If the color recording is performed sequentially, the use efficiency of the ink ribbon is improved. That is, the configuration is such that the ink areas 201 for recording the main image and the ink areas 202 for recording the sub-image are alternately arranged. At this time, a mark 203 indicating the ink area for the main image and a mark 204 being the ink area for the sub-image are separately provided at predetermined positions on the ink ribbon, and the marks 203 and 204 are read by a sensor (not shown). If it takes, the conveyance control of the ink ribbon 200 can be performed accurately and simply.

When it is not necessary to make the sub-image full color, black or another single color ink may be used for recording the sub-image. In this case, if the ink ribbon 205 shown in FIG. 22 is used, the recording of the sub-image can be completed by one recording operation, so that the recording time can be reduced and the ink time can be shortened as compared with the full color recording using three color inks. The use efficiency of the ribbon can be improved.

Further, as shown in FIG.
07 may be configured. That is, the configuration is such that the size of the one color ink area is equal to or larger than the sum of the areas required for recording the main image and the sub image.

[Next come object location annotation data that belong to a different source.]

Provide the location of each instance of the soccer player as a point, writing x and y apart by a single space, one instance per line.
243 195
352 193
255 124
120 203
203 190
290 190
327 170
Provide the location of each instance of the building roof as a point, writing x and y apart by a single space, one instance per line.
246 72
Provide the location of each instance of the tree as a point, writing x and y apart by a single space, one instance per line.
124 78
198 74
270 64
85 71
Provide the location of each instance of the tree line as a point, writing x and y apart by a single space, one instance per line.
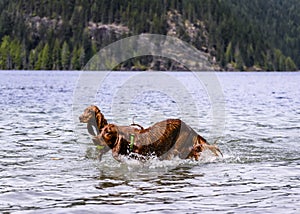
61 35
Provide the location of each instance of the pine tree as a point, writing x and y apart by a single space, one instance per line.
65 56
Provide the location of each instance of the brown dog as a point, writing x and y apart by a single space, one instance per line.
165 139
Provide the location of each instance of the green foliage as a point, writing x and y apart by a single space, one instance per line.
44 34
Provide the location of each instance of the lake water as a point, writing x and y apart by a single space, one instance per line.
47 160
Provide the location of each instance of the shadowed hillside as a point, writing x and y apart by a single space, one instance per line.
236 35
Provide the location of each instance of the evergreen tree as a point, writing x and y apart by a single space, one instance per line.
65 56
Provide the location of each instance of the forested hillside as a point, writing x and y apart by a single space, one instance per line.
236 34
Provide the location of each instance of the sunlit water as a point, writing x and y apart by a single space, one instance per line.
47 162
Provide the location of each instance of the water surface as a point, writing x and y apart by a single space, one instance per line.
47 163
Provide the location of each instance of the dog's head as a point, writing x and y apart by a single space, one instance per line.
110 134
89 114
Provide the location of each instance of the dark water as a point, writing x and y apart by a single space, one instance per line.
47 163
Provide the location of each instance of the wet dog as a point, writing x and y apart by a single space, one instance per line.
165 140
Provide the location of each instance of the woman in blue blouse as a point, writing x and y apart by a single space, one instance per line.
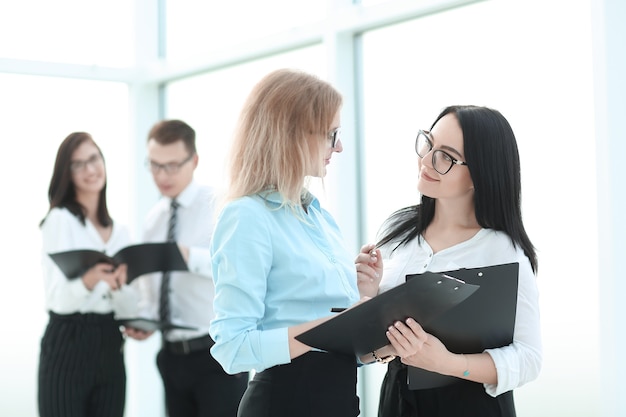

In this case, the main image signal and the sub image signal are alternately supplied to the image recording unit 3 for each color, and the recording of the main image and the recording of the sub image are alternately performed for each color. That is, the main image / sub-image is recorded on the yellow signal, the main image / sub-image is recorded on the magenta signal, and the main image / sub-image is sequentially recorded on cyan.
As a result, a full-color recorded image is obtained for both the main image and the sub-image. If the ink ribbon has such a configuration, it is not necessary to separate the ink application area between the main image area and the sub-image area on the ink ribbon, and the configuration of each ink area can be simplified. And simplification of the coating process. In the above embodiment, the case where the sub-image is recorded after the main image is recorded has been described. However, the main image may be recorded after the sub-image is recorded.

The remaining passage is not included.